Kredi talebinizin değerlendirilebilmesi için talebiniz doğrultusunda proje hazırlatıp İl Müdürlüklerimize baş vurmanız gerekmektedir. İl Müdürlüğümüz teknik yönden projenin uygun olup olmadığını inceledikten sonra uygun bulduğu projeyi ilgili T.C. Ziraat Bankası şubesine intikal ettirecektir. Talep edilen kredi miktarı İl yetkisini aştığı taktirde projeleriniz Bakanlığımıza ve T.C. Ziraat Bankası Genel Müdürlüğü’ne intikal edecek ve gerekli değerlendirme yapılacaktır.
Yeni olarak barınak yapmayı düşündüğünüz taktirde hangi bölgede ne tip ahır -ağıl yapacağınız hususunda teşkilatımızdan bilgi almanız yatırım masraflarınızı azaltacak ve zaman kaybınızı önleyecektir.
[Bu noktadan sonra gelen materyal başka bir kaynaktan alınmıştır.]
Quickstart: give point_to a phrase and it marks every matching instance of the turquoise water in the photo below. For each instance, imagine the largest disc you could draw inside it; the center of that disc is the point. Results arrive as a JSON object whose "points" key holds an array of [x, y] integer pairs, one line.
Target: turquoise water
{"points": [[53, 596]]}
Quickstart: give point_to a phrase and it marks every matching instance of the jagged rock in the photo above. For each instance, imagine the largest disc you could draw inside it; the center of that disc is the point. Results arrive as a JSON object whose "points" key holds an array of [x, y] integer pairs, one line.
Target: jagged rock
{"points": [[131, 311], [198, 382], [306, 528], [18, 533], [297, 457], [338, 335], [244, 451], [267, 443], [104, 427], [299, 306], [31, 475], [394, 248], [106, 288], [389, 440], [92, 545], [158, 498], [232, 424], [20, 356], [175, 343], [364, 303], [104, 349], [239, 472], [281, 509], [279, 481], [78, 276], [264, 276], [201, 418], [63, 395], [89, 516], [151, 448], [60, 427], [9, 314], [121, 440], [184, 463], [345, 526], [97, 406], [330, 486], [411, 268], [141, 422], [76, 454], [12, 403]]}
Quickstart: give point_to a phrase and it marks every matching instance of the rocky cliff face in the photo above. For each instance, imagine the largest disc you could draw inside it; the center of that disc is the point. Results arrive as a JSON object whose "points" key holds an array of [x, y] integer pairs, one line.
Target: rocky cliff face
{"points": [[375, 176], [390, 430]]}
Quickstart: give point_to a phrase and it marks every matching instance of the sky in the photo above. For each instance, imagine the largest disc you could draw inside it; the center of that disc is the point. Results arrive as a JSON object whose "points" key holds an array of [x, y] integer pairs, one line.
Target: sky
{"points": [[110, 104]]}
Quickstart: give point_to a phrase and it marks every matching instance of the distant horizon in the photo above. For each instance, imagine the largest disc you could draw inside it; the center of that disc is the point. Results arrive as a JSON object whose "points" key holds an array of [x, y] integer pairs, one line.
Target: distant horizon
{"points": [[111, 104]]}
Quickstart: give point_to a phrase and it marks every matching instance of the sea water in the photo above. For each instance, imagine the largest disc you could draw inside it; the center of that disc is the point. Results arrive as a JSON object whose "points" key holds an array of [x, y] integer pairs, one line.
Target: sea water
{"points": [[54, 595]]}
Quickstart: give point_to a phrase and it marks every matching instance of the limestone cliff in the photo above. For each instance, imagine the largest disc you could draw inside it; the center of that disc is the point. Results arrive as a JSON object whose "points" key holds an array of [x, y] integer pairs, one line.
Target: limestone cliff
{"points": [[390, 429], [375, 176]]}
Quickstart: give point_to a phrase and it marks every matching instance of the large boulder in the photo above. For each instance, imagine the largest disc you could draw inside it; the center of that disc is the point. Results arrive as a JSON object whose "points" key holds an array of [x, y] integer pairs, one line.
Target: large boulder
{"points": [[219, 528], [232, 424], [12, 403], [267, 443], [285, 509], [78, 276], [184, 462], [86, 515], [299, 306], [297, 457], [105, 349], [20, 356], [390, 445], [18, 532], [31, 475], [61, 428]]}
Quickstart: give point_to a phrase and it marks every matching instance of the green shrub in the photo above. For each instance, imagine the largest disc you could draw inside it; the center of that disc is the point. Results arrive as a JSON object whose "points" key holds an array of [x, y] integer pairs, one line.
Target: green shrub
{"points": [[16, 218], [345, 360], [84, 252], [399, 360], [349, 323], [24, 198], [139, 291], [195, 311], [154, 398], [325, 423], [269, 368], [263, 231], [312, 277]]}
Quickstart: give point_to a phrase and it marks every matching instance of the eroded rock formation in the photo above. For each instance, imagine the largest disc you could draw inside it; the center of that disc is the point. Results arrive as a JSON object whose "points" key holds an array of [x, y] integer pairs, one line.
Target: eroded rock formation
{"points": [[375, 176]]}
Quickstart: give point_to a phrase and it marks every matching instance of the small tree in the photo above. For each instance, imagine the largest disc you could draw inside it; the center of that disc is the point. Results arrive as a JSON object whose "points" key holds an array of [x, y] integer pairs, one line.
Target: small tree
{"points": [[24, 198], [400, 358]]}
SÜT SIĞIRLARININ BESLENMESİ
Süt ineklerinin yemlenmesinde en önemli nokta süt verimi, canlı ağırlık ve sütteki yağ oranı göz önüne alınarak hesaplanan günlük besin maddeleri altında yemleme yapılmamasıdır. Süt veriminin normal seyretmesi verime göre yemlemeye bağlıdır. İhtiyacın altında yemleme verim düşüklüğüne neden olacağı gibi hayvanın sağlığının bozulmasına da neden olacaktır.Öte yandan ihtiyacın üzerinde yemleme boşa harcanmış para demektir.Yemlemede meydana gelecek aksaklıklar verim kaybına neden olacağı gibi daha sonra normal yemlemeye geçilse dahi süt verimi normale dönmeyebilir. Bu nedenle gelişme, gebelik, süt verimi ve kuruda kalma dönemlerinde doğru besleme yapılması üreticinin daima lehine olacaktır.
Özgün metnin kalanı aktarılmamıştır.